Na prática, isso se traduz em abrir espaço, ainda em julho, para nomear o movimento: "percebo que você trouxe a ideia de pausar bem quando estávamos falando de tal assunto, o que você acha disso?" Às vezes a resposta confirma que é mesmo hora de espaçar as sessões. Às vezes revela que o paciente está testando se o terapeuta vai insistir, ceder, ou simplesmente sumir também, repetindo uma dinâmica antiga.
O manejo do sumiço sem aviso
Mais delicado é o caso do paciente que não avisa, simplesmente some. Não confirma a sessão, não responde à mensagem de reagendamento, e o mês passa. Aqui a tentação do terapeuta costuma ir para dois extremos: perseguir ativamente o paciente com mensagens sucessivas, ou aceitar o silêncio como uma resposta implícita e não fazer nenhum contato.
Nenhum dos dois costuma ser a melhor resposta técnica. O manejo mais equilibrado, alinhado a boas práticas de continuidade de cuidado (um princípio também presente na organização da atenção psicossocial no SUS, onde a articulação entre pontos da rede busca evitar que o usuário se perca do cuidado), envolve um contato objetivo e sem carga emocional: confirmar que a porta segue aberta, sem cobrança, sem tom de reprimenda, sem excesso de disponibilidade que também comunique ansiedade do próprio terapeuta.
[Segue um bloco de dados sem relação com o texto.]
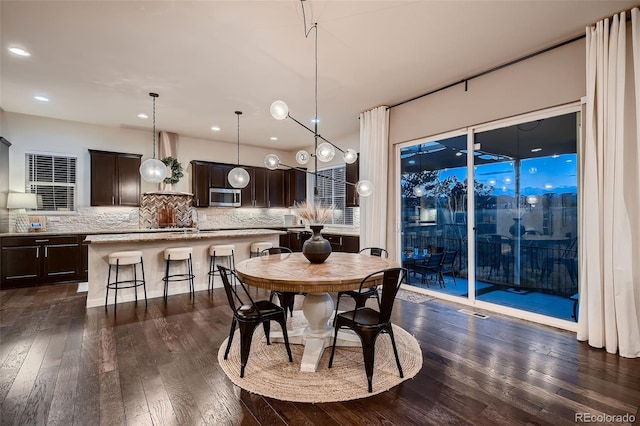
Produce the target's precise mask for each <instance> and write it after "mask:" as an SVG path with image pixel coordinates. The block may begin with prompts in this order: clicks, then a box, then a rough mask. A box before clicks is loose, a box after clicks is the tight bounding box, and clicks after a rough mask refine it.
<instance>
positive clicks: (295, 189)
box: [285, 169, 307, 207]
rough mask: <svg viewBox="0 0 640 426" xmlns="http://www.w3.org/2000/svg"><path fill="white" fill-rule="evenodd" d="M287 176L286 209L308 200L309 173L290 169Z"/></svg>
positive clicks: (285, 172) (286, 174)
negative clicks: (308, 179)
mask: <svg viewBox="0 0 640 426" xmlns="http://www.w3.org/2000/svg"><path fill="white" fill-rule="evenodd" d="M285 173H286V176H285V181H286V183H285V188H287V187H288V193H287V197H288V199H287V202H286V207H290V206H293V205H295V204H296V203H301V202H303V201H306V200H307V173H306V172H305V171H304V170H296V169H290V170H287V171H286V172H285ZM287 185H288V186H287Z"/></svg>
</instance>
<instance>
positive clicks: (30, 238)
mask: <svg viewBox="0 0 640 426" xmlns="http://www.w3.org/2000/svg"><path fill="white" fill-rule="evenodd" d="M81 262H82V257H81V247H80V240H79V237H78V236H77V235H71V236H69V235H66V236H53V235H52V236H33V237H32V236H28V237H27V236H25V237H4V238H2V241H1V244H0V265H1V268H0V269H1V270H2V273H1V274H0V287H2V288H14V287H23V286H34V285H39V284H50V283H56V282H64V281H70V280H77V279H79V278H80V276H81V268H82V266H81Z"/></svg>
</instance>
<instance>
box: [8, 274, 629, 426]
mask: <svg viewBox="0 0 640 426" xmlns="http://www.w3.org/2000/svg"><path fill="white" fill-rule="evenodd" d="M76 288H77V285H75V284H62V285H54V286H43V287H33V288H28V289H16V290H2V291H0V339H1V340H0V403H1V412H0V423H1V424H2V425H17V424H28V425H31V424H63V425H72V424H73V425H97V424H113V425H123V424H130V425H138V424H155V425H173V424H175V425H190V424H214V425H218V424H242V425H245V424H246V425H256V424H264V425H284V424H288V425H323V426H324V425H345V424H387V425H388V424H397V425H410V424H420V425H423V424H433V425H443V424H478V425H484V424H487V425H489V424H502V425H516V424H535V425H563V424H575V420H576V417H575V416H576V413H588V414H589V415H592V416H595V415H602V414H606V415H612V416H613V415H624V414H627V413H628V414H630V415H634V416H636V418H637V416H638V415H640V413H638V408H639V406H640V359H625V358H621V357H618V356H617V355H611V354H608V353H606V352H605V351H604V350H599V349H592V348H590V347H589V346H588V345H587V344H585V343H580V342H578V341H576V338H575V335H574V334H573V333H569V332H565V331H561V330H557V329H553V328H548V327H544V326H539V325H535V324H532V323H528V322H524V321H519V320H514V319H510V318H506V317H501V316H497V315H494V314H489V315H490V316H489V318H487V319H480V318H475V317H473V316H468V315H465V314H463V313H460V312H458V309H459V308H460V307H458V306H456V305H454V304H450V303H445V302H440V301H436V300H432V301H428V302H425V303H423V304H415V303H412V302H407V301H403V300H398V301H397V302H396V306H395V308H394V316H393V320H394V322H395V323H396V324H398V325H400V326H402V327H403V328H405V329H406V330H408V331H409V332H411V333H412V334H413V335H415V336H416V338H417V339H418V341H419V342H420V346H421V348H422V352H423V357H424V365H423V368H422V370H421V371H420V372H419V373H418V375H417V376H416V377H415V378H414V379H411V380H407V381H405V382H403V383H402V384H401V385H399V386H397V387H395V388H393V389H391V390H389V391H387V392H384V393H382V394H379V395H374V396H372V397H369V398H366V399H361V400H355V401H349V402H344V403H327V404H301V403H291V402H284V401H278V400H272V399H268V398H264V397H261V396H257V395H254V394H250V393H247V392H245V391H243V390H241V389H239V388H237V387H235V386H234V385H233V384H232V383H231V382H230V381H229V380H228V379H227V378H226V376H225V374H224V373H223V372H222V370H221V369H220V367H219V366H218V363H217V352H218V348H219V346H220V344H221V343H222V341H223V340H224V339H225V338H226V336H227V334H228V332H229V325H230V321H231V319H230V310H229V308H228V306H227V302H226V298H225V296H224V292H223V291H222V289H217V290H215V291H214V292H213V294H212V295H210V294H209V293H207V292H199V293H196V298H195V301H194V302H193V303H192V302H191V301H190V300H189V297H188V295H185V296H182V295H180V296H172V297H170V298H169V302H168V303H167V305H165V304H164V302H163V300H162V299H161V298H160V299H150V300H149V306H148V308H147V309H145V308H144V303H140V304H138V306H137V307H136V306H135V305H134V304H133V303H125V304H122V305H119V307H118V314H117V317H115V316H114V314H113V307H110V309H108V310H106V311H105V309H104V308H102V307H99V308H91V309H86V308H85V295H84V294H83V293H76ZM260 294H261V295H263V294H264V295H266V293H260ZM345 303H346V302H345ZM345 308H346V306H345ZM249 362H251V359H249ZM374 380H375V375H374ZM362 385H363V386H366V383H363V384H362ZM608 420H611V423H614V422H615V418H613V419H608ZM636 422H637V421H636ZM599 424H601V423H599ZM618 424H619V423H618Z"/></svg>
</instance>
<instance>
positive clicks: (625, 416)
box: [573, 413, 636, 423]
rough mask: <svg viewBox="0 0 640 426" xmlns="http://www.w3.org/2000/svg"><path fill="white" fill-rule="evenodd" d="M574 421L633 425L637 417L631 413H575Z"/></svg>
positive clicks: (575, 421) (573, 420)
mask: <svg viewBox="0 0 640 426" xmlns="http://www.w3.org/2000/svg"><path fill="white" fill-rule="evenodd" d="M573 421H574V422H576V423H633V422H635V421H636V416H635V415H633V414H631V413H626V414H593V413H575V416H574V419H573Z"/></svg>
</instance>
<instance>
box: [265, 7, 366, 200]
mask: <svg viewBox="0 0 640 426" xmlns="http://www.w3.org/2000/svg"><path fill="white" fill-rule="evenodd" d="M300 3H301V4H302V16H303V19H304V28H305V37H306V38H308V37H309V34H310V33H311V31H312V30H314V34H315V87H314V88H315V92H314V100H315V116H314V118H313V120H312V121H313V124H314V125H313V129H312V128H310V127H308V126H306V125H304V124H303V123H301V122H300V121H298V120H296V119H295V118H294V117H293V116H292V115H291V114H290V113H289V106H288V105H287V103H286V102H284V101H281V100H277V101H274V102H273V103H272V104H271V106H270V108H269V111H270V112H271V116H272V117H273V118H275V119H276V120H284V119H287V118H289V119H291V120H293V121H294V122H296V123H298V124H299V125H300V126H301V127H303V128H305V129H307V130H308V131H309V132H311V133H313V139H314V152H313V153H309V152H307V151H305V150H300V151H298V152H297V153H296V162H297V163H298V164H300V165H305V164H307V163H308V162H309V160H310V159H311V157H313V158H314V160H315V168H314V171H313V175H314V176H315V182H314V183H315V185H314V196H317V195H318V177H322V178H325V179H330V180H334V181H340V182H344V183H345V184H347V185H351V186H354V187H355V189H356V192H357V193H358V195H360V196H362V197H366V196H368V195H371V193H372V192H373V184H372V183H371V182H370V181H368V180H360V181H358V182H356V183H352V182H348V181H341V180H339V179H334V178H331V177H329V176H325V175H319V174H318V160H320V161H321V162H324V163H326V162H328V161H331V160H332V159H333V158H334V157H335V155H336V150H338V151H340V152H341V153H342V159H343V160H344V162H345V163H347V164H353V163H355V162H356V160H357V159H358V153H357V152H356V151H355V150H353V149H346V150H344V149H342V148H340V147H339V146H337V145H336V144H334V143H333V142H331V141H329V140H328V139H326V138H324V137H323V136H322V135H320V134H319V133H318V122H319V120H318V23H317V22H316V23H314V24H313V25H312V26H311V27H309V29H307V18H306V15H305V10H304V0H300ZM319 140H322V142H321V143H319ZM264 164H265V166H267V168H268V169H270V170H275V169H277V168H278V167H279V166H284V167H288V168H291V169H296V170H300V171H304V172H305V173H309V172H308V171H307V170H306V169H302V168H299V167H293V166H288V165H286V164H283V163H281V162H280V158H278V156H277V155H276V154H268V155H267V156H266V157H265V159H264Z"/></svg>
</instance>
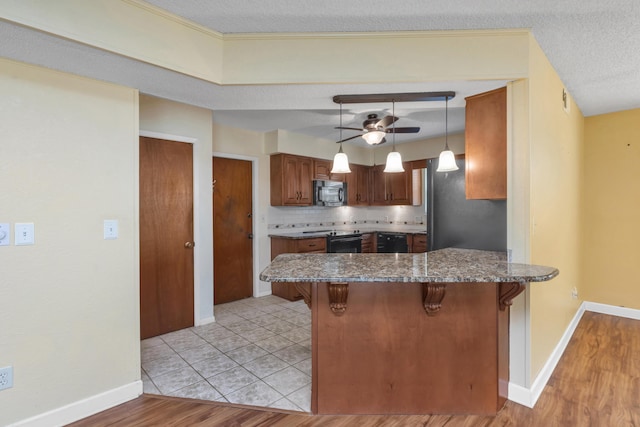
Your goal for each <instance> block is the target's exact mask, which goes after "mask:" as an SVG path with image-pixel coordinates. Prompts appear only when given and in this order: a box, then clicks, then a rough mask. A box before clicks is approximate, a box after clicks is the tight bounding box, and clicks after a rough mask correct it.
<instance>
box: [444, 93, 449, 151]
mask: <svg viewBox="0 0 640 427" xmlns="http://www.w3.org/2000/svg"><path fill="white" fill-rule="evenodd" d="M444 102H445V104H444V149H445V150H447V151H449V97H448V96H447V97H445V101H444Z"/></svg>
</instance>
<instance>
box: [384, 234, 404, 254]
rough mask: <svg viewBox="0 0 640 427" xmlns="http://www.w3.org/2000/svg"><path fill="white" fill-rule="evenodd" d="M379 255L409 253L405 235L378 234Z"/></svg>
mask: <svg viewBox="0 0 640 427" xmlns="http://www.w3.org/2000/svg"><path fill="white" fill-rule="evenodd" d="M377 243H378V252H379V253H398V252H400V253H406V252H408V251H409V247H408V245H407V234H406V233H386V232H384V233H380V232H378V241H377Z"/></svg>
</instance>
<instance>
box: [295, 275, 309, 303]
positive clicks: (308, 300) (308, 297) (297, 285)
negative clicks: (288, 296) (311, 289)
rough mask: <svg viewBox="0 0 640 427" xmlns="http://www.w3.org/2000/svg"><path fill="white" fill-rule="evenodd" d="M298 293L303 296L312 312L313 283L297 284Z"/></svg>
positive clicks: (295, 284) (296, 285)
mask: <svg viewBox="0 0 640 427" xmlns="http://www.w3.org/2000/svg"><path fill="white" fill-rule="evenodd" d="M294 286H295V287H296V289H297V290H298V292H300V293H301V294H302V299H303V300H304V303H305V304H307V307H309V310H311V283H308V282H296V283H295V285H294Z"/></svg>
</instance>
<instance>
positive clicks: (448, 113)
mask: <svg viewBox="0 0 640 427" xmlns="http://www.w3.org/2000/svg"><path fill="white" fill-rule="evenodd" d="M448 136H449V97H448V96H447V97H446V98H445V107H444V151H443V152H442V153H440V157H439V158H438V169H436V172H453V171H457V170H458V165H456V157H455V155H454V154H453V151H451V150H450V149H449V141H448Z"/></svg>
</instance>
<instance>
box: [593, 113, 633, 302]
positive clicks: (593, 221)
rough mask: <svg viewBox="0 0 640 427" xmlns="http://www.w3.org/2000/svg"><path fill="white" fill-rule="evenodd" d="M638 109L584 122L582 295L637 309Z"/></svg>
mask: <svg viewBox="0 0 640 427" xmlns="http://www.w3.org/2000/svg"><path fill="white" fill-rule="evenodd" d="M638 123H640V109H635V110H629V111H622V112H619V113H612V114H604V115H601V116H594V117H589V118H587V119H586V120H585V150H584V188H583V190H584V198H585V201H584V210H583V212H582V215H583V218H584V220H583V228H582V236H583V242H582V245H583V253H584V259H583V264H582V271H583V277H582V287H581V288H580V291H581V293H582V297H583V298H584V299H585V300H587V301H593V302H599V303H603V304H611V305H616V306H623V307H631V308H635V309H640V287H639V286H638V280H637V279H636V277H637V273H636V268H637V263H638V259H640V249H639V247H638V242H640V222H639V221H638V218H640V126H639V125H638Z"/></svg>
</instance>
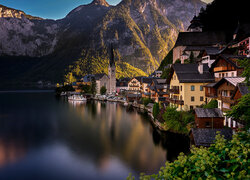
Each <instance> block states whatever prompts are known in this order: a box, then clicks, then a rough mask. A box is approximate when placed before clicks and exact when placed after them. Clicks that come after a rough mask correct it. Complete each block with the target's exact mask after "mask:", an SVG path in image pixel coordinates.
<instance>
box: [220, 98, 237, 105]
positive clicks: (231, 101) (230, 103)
mask: <svg viewBox="0 0 250 180" xmlns="http://www.w3.org/2000/svg"><path fill="white" fill-rule="evenodd" d="M220 100H221V101H222V102H225V103H229V104H234V103H235V102H234V100H232V99H231V97H227V96H220Z"/></svg>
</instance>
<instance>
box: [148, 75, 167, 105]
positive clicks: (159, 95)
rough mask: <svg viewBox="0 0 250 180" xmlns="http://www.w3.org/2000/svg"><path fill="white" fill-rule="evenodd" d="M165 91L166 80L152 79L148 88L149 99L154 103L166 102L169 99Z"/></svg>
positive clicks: (165, 79)
mask: <svg viewBox="0 0 250 180" xmlns="http://www.w3.org/2000/svg"><path fill="white" fill-rule="evenodd" d="M167 89H168V85H167V80H166V79H153V81H152V83H151V84H150V87H149V92H150V98H151V99H152V100H153V101H154V102H166V98H168V97H169V95H168V92H167Z"/></svg>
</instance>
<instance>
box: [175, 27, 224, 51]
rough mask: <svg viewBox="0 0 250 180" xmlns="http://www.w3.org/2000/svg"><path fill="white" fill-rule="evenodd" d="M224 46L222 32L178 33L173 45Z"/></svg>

Uma mensagem simples, algo como "notei sua ausência nas últimas sessões, seguimos disponíveis quando fizer sentido retomar", cumpre a função de manter o fio sem invadir. Mais do que isso pode ser sentido como perseguição, e há pacientes, sobretudo os que carregam histórico de vínculos intrusivos, para quem esse excesso de busca é o oposto de acolhedor.
Vale lembrar que o sumiço nem sempre fala do vínculo terapêutico em si. Julho é mês de férias escolares, de reorganização financeira, de viagens, de licença no trabalho. Supor imediatamente que o desaparecimento é resistência inconsciente seria um erro de leitura tão grave quanto ignorá-lo por completo. A tarefa do terapeuta é sustentar a dúvida até ter dado espaço, real, para que o paciente explique o que está acontecendo.
O que fica depois da pausa
Quando a sessão volta em agosto, seja porque o paciente avisou e viajou, seja porque sumiu e retornou, há sempre alguma coisa a processar sobre a interrupção em si. O que aconteceu no intervalo importa menos do que como o paciente e o terapeuta lidam, juntos, com o fato de que o vínculo sobreviveu a um corte.
Para pacientes com histórico de apego mais seguro, essa travessia costuma ser trivial, quase não entra em pauta. Para outros, ela é a própria pauta: a prova viva de que o terapeuta não desapareceu, não puniu a ausência, e o vínculo aguentou o intervalo sem se romper. É um pequeno ensaio, dentro do setting protegido do consultório, para lidar com separações maiores da vida.
Julho, com sua pausa de meio de ano, oferece isso: um teste de resistência do vínculo em miniatura. Vale a pena não desperdiçar o que ele revela.
Conteúdo editorial e informativo. Não é aconselhamento clínico nem substitui atendimento profissional.